Потрясенному Гарсу казалось теперь, что он был влюблен в Дорину. Неужели, уговаривая себя, что Дорина – табу, он тем самым просто сдерживал свое влечение к ней? В снах ему являлась женщина, похожая одновременно и на Дорину, и на Бетти. Тогда он начал вспоминать. Похороны матери, плачущего отца, его дрожащие руки. Его тоску, тщетные сожаления, начало одиночества и подлинного страха. Значит, именно в те годы, которые теперь виделись как сквозь мглу, порывистый, любящий, дерзкий отец превратился в нынешнего чудаковатого Остина. Дорина была своего рода продуктом тех горестных лет, неким утешением, но в то же время и воплощением всех тех ужасных мыслей, раненным, подстреленным ангелом, хоть и оторванным от своих истоков, но по-прежнему остающимся бесплотным духом. Гарс частично постиг тайну страсти своего отца, поток прошлого захлестнул его, и сейчас его глаза могли снова наполниться слезами.

После всего этого, хотя по-прежнему грустил, он опять начал интересоваться собой.

В пыльном солнечном столбе посреди неприбранной комнаты Гарс стоял лицом к лицу с представителем закона. Может, отец умер, может, случилось нечто более страшное? Сыновняя любовь овладела им с такой же силой, как и воспоминания.

– Я вот по какому делу, – произнес полицейский. – Вам знаком этот чемодан?

Темный кожаный чемоданчик. Офицер подержал его еще немного и бросил на кровать. Тот самый чемодан, который у него украли в день приезда.

– Это мой чемодан!
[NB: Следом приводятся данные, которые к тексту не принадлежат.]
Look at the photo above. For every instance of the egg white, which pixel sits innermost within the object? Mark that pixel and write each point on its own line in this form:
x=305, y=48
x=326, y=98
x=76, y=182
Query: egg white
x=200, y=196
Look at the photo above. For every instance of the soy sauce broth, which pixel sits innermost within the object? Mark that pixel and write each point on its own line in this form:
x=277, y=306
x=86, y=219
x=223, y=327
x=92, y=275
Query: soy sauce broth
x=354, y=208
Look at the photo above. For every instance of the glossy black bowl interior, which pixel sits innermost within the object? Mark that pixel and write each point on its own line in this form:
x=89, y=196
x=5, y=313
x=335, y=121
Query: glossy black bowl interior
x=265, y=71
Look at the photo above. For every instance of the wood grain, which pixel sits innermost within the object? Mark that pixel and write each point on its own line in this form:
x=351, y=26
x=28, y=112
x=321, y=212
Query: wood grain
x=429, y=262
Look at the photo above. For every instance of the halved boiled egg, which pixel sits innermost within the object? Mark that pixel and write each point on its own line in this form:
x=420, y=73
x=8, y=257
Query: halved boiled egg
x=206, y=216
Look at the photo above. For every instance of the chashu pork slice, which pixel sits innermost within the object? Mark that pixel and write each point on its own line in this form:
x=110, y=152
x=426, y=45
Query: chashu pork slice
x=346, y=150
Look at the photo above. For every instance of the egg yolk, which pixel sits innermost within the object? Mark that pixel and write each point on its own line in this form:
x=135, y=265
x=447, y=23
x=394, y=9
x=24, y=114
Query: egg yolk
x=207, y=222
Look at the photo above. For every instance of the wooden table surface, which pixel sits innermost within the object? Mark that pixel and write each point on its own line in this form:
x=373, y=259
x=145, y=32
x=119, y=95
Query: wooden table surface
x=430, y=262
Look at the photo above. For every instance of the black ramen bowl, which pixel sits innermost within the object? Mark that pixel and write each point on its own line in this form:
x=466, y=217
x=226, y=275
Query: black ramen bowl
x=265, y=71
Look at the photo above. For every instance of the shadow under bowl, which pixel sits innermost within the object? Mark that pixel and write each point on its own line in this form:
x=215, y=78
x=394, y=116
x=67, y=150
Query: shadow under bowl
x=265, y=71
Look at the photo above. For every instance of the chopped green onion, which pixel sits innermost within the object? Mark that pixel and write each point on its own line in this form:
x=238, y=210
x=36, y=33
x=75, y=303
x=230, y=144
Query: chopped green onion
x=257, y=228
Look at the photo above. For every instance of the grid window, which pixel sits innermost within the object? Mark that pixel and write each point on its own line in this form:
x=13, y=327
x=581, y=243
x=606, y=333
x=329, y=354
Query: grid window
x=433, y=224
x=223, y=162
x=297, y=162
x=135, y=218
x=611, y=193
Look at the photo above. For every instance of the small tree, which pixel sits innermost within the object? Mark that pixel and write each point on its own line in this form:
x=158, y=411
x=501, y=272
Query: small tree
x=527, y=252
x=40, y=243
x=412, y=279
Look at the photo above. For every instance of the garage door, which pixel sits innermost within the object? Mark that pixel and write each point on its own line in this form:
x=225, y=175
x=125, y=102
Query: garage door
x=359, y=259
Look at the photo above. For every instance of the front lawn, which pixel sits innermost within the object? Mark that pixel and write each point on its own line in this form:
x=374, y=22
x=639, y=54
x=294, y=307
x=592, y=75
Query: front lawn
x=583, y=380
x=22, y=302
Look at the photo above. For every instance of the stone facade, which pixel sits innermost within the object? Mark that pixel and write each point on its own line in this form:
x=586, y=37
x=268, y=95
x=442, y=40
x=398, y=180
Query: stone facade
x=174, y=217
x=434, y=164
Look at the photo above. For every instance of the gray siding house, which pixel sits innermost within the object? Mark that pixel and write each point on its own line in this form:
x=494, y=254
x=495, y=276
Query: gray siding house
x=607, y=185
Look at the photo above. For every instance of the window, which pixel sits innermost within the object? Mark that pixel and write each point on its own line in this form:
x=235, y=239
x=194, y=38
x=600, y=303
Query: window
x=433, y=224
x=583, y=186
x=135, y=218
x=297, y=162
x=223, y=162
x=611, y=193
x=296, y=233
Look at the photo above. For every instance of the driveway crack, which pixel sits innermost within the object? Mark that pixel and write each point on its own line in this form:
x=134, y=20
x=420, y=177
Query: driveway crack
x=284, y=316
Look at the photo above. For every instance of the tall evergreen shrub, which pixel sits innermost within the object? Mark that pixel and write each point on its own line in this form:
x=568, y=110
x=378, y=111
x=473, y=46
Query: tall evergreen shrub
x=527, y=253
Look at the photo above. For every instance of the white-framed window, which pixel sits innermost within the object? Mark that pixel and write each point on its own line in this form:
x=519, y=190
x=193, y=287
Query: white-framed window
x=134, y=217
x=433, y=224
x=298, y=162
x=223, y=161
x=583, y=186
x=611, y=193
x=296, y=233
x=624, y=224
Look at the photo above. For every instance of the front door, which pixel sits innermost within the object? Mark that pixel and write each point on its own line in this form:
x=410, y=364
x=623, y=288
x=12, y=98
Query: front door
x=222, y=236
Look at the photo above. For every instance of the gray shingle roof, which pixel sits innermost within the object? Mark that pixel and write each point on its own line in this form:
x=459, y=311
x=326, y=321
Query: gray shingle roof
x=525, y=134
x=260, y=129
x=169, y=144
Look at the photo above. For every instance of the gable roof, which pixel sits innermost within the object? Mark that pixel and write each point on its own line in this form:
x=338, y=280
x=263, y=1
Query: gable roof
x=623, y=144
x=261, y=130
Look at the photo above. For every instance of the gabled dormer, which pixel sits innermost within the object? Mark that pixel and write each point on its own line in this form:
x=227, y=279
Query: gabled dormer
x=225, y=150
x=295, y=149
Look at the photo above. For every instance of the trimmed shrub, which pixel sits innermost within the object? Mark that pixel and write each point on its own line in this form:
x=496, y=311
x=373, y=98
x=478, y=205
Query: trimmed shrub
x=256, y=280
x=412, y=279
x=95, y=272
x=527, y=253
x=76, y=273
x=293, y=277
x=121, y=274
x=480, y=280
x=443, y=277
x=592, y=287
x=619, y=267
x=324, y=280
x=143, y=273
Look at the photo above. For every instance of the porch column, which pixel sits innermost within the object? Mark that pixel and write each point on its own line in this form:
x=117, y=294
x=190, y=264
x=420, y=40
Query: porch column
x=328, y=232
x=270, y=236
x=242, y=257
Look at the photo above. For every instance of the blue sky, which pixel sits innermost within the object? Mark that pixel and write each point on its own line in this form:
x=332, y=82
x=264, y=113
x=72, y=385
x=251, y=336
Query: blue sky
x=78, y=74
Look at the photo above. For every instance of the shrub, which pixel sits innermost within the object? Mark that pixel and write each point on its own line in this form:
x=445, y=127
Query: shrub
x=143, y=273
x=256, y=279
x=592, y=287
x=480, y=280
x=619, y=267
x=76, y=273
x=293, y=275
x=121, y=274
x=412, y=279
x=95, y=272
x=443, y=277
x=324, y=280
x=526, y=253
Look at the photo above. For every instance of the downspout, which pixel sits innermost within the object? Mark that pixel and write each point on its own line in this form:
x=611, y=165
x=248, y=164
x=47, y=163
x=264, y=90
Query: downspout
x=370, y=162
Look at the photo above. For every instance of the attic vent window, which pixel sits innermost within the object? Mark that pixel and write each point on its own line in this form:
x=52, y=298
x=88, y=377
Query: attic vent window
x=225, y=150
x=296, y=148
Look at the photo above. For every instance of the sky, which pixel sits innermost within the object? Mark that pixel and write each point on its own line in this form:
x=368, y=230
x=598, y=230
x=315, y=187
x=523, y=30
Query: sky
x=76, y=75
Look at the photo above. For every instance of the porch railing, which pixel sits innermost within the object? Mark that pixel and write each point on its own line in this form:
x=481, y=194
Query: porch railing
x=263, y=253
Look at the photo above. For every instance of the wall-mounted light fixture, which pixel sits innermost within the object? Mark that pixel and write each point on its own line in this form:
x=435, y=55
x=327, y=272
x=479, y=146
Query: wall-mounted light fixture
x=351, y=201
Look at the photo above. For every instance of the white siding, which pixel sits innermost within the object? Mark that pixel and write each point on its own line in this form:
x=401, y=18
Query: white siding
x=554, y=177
Значит, нашелся!

– Для того чтобы убедиться, что вещь принадлежит вам, назовите предметы, лежащие в нем.

– Хорошо, если там внутри вообще хоть что-то осталось, – воскликнул Гарс. – Ну… там… там был… темный несессер, в нем зубная щетка такого серебристого цвета…

– Что еще?

– Ну хорошо, там… если не пропала… э-э… рукопись… под названием… э-э… «Живительная кровь ночи». – Гарс покраснел.

– Совершенно верно, – сказал полицейский. – Сейчас откроем… Роман под названием «Живительная кровь ночи». Ваша рукопись, правда? Еще одной такой быть не может. Есть еще несколько вещей и туалетные принадлежности. Ничего не пропало?
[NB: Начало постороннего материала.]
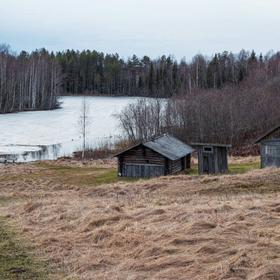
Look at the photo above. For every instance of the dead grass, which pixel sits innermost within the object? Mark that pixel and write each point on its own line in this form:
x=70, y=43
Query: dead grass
x=177, y=227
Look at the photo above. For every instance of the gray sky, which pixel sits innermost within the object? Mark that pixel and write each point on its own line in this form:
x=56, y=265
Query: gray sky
x=144, y=27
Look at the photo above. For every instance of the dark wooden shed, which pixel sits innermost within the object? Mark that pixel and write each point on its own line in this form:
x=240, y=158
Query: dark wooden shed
x=270, y=148
x=212, y=158
x=161, y=156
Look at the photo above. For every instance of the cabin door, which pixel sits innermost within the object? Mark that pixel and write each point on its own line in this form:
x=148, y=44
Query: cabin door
x=206, y=162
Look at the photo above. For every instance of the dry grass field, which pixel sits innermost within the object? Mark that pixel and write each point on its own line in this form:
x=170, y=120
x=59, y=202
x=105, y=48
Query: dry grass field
x=81, y=222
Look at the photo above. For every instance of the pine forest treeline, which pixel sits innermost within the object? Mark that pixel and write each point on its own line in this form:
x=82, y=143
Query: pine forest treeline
x=28, y=81
x=32, y=81
x=94, y=72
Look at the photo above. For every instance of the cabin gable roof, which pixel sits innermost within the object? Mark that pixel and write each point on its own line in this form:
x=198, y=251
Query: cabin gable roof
x=269, y=135
x=166, y=145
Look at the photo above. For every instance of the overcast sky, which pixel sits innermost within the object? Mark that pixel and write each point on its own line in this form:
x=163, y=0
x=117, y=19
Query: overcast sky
x=144, y=27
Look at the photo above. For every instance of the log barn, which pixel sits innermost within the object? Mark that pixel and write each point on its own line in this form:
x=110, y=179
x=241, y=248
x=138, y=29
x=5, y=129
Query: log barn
x=270, y=148
x=212, y=158
x=161, y=156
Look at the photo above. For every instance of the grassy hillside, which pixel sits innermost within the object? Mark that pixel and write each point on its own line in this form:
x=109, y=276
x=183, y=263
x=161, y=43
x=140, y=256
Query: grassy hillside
x=177, y=227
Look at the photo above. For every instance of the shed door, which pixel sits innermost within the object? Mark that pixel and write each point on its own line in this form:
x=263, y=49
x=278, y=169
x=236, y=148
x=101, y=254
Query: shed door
x=143, y=170
x=208, y=160
x=206, y=163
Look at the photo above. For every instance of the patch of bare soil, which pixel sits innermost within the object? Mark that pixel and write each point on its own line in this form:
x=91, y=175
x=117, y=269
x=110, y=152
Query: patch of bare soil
x=178, y=227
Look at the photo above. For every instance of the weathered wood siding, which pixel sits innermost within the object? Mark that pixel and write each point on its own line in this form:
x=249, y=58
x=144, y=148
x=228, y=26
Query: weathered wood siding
x=273, y=135
x=212, y=162
x=144, y=162
x=270, y=153
x=141, y=162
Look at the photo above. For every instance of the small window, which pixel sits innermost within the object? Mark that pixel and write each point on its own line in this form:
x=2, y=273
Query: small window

– Электробритва, фотоаппарат, не вижу их, и еще пропали некоторые вещи. Пустяки. Как вам удалось найти чемодан?

– Валялся на стройке. К счастью, внутри был ваш лондонский адрес. Дамы, которые теперь там живут, сказали, где вас можно найти.

– Дамы? А… ну да, большое вам спасибо. Я уже не надеялся, что найдется.